A large-scale Russian drone assault struck Ukraine on Wednesday, killing six people and wounding dozens, Ukrainian President Volodymyr Zelenskyy said. The strikes came soon after a temporary ceasefire between the two sides ended.
Zelenskyy described the attack as among the longest and largest of the war. He wrote on X that “since midnight, at least 800 Russian drones have already been launched,” and that the barrage was continuing as additional drones entered Ukrainian airspace. He said the daytime strikes deliberately targeted railway infrastructure and civilian sites.
The president said the assault began in midmorning and continued for hours, hitting Kyiv, the western city of Lviv and the port of Odesa. Attacks also struck residential areas and railway infrastructure in the central Dnipro and northeastern Kharkiv regions, and damaged energy facilities in central Poltava.
As a precaution, the Polish military scrambled fighter jets in response to the strikes. Slovakia briefly closed its border with Ukraine for security reasons after a nearby Ukrainian city came under attack.

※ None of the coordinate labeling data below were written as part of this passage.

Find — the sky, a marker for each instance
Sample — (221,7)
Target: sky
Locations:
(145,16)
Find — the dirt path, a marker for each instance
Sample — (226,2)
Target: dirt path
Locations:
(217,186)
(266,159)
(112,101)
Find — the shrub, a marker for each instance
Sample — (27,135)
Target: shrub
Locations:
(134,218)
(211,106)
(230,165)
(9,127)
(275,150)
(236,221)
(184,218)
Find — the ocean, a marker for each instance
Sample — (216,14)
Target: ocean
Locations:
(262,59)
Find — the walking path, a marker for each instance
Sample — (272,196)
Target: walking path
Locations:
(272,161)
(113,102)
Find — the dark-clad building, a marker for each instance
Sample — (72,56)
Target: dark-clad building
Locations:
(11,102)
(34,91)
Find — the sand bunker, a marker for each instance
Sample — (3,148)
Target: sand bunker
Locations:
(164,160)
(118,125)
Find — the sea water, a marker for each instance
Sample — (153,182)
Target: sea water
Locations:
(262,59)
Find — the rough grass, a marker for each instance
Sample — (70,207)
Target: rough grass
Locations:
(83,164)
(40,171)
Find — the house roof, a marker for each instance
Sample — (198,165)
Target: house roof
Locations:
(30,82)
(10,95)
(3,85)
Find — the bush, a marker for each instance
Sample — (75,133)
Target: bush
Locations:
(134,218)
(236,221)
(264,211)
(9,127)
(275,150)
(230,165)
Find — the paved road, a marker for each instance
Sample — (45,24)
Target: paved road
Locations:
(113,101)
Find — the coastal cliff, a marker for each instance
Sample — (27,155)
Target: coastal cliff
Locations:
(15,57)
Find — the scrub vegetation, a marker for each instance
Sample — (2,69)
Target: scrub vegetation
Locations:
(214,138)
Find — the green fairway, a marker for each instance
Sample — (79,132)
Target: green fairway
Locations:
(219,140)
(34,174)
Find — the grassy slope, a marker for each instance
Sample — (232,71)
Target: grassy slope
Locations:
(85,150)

Russia has denied deliberately targeting civilians, a claim at odds with the thousands of civilian casualties reported since the conflict began.
The barrage coincided with US President Donald Trump’s arrival in China for a high-profile state visit to meet President Xi Jinping. Zelenskyy condemned the timing, saying it could not be dismissed as a coincidence and accusing Moscow of trying to cast a shadow over the geopolitical moment by drawing attention away from other global events. He urged continued international attention and support for Ukraine, warning that reduced focus on the war only encourages further escalation.
Earlier on Tuesday, before the strikes, Trump told reporters he believed a deal between Moscow and Kyiv to end the fighting could be imminent, saying, “The end of the war in Ukraine I really think is getting very close.”
Ukrainian officials said the raid illustrated an evolving Russian approach to drone warfare. Serhiy Beskrestnov, an adviser to the defense minister, said the attack involved large numbers of drones moving along corridors 5 to 10 kilometers from the Belarus border, a tactic intended to overwhelm air defenses and push into western regions. He noted that Moscow’s drone tactics have changed from strike to strike.
Ukraine said it will send experts to Latvia to help design a multi-layered air-defense system capable of countering different types of threats. That move follows an incident in which two reportedly stray Ukrainian drones struck infrastructure in Latvia after crossing from Russia; Kyiv blamed the mishap on Russian electronic warfare. Latvian Prime Minister Evika Silina said anti-drone systems had not been deployed quickly enough.
Moscow maintains that strikes on civilian infrastructure can be legitimate if they are intended to weaken Ukraine’s military capability, a position rejected by Kyiv and many Western governments. The situation remains fluid as Ukrainian authorities continue to assess damage and casualties and work to bolster air defenses against further attacks.